The LLM prompt for agent generation instructs it to produce:
- A clear, focused `system_prompt` based on the description
- A sensible `role` title
- The `name` from CLI argument

### run_meeting.py

```
Usage: python run_meeting.py --topic "..." --agents name1,name2,name3 [--max-rounds 5] [--agents-dir agents/] [--output-dir reports/]

Behavior:
1. Load specified Agent configs from agents directory
2. Initialize meeting with topic
3. Run event loop (PM routes between Agents)
4. Print colored output to terminal during meeting
5. Save final Markdown report to reports/ directory
```

## Error Handling

| Error | Handling |
|-------|----------|
| LLM returns invalid JSON | Pydantic `ValidationError` caught; retry up to 2 times with error feedback to LLM |
| Agent config not found | `FileNotFoundError` with friendly message listing available agents |
| API call failure | Catch SDK exceptions, print error, exit with code 1 |
| PM calls non-existent agent | Validation against available agents list; retry PM with correction |
| Max rounds reached | Force meeting end; PM gets one final call with instruction to produce FINISH |

## Testing Strategy

All tests use mocked LLM clients (no real API calls).
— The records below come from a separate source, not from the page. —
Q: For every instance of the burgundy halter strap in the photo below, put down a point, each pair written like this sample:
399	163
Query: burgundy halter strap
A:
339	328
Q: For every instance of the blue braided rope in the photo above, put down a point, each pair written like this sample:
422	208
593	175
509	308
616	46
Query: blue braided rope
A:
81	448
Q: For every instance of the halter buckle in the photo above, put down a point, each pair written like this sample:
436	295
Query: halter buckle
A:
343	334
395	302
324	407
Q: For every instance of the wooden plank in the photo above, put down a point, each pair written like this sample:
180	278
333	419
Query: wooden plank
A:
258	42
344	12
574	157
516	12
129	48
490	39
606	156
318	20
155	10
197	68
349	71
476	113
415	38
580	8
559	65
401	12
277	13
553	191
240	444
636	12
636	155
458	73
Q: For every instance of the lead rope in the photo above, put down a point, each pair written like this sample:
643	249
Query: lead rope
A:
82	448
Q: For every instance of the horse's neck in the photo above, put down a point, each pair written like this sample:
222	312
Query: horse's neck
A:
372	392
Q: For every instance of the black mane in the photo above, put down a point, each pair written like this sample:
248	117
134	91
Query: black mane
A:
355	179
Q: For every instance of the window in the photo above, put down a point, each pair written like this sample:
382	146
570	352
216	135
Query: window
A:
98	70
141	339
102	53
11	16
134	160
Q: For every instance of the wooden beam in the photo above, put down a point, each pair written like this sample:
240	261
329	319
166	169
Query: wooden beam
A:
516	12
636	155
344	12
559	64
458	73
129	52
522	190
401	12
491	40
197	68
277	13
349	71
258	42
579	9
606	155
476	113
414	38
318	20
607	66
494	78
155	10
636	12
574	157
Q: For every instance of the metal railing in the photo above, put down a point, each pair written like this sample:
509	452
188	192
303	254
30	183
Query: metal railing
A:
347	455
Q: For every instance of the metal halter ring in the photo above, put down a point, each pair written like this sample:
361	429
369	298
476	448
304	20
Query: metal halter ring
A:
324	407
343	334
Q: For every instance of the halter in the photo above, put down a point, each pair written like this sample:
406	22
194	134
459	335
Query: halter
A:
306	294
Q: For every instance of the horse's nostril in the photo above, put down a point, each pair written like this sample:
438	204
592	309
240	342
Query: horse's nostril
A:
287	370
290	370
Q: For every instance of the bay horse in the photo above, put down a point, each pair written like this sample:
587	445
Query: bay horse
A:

- **test_models.py**: Pydantic validation rules (PMDecision conditional fields, serialization/deserialization)
- **test_llm_client.py**: Factory function, environment variable handling, Protocol conformance
- **test_agent.py**: Agent executor with mock client, prompt construction
- **test_pm.py**: PM decision parsing, retry logic on invalid JSON, available-agents injection
- **test_meeting.py**: Full loop with mock: normal flow, max-rounds forced finish, error recovery
- **test_config_loader.py**: JSON loading, YAML loading, missing file handling, extension auto-detection

## Dependencies

```
pydantic>=2.0
anthropic>=0.40.0
openai>=1.0
pyyaml>=6.0
```

No other external dependencies. Standard library only for everything else.

## Demo Scenario

```bash
# 1. Create agents
python agent_builder.py --description "资深软件架构师，关注系统可扩展性和技术债务" --name architect
python agent_builder.py --description "商业分析师，关注 ROI 和市场可行性" --name business_analyst
python agent_builder.py --description "DevOps 工程师，关注部署复杂度和运维成本" --name devops

# 2. Run meeting
python run_meeting.py --topic "评估从 PostgreSQL 迁移到 MongoDB 的方案" --agents architect,business_analyst,devops
```

Expected output: Terminal shows real-time meeting progress with colored agent names. Final Markdown report saved to `reports/`.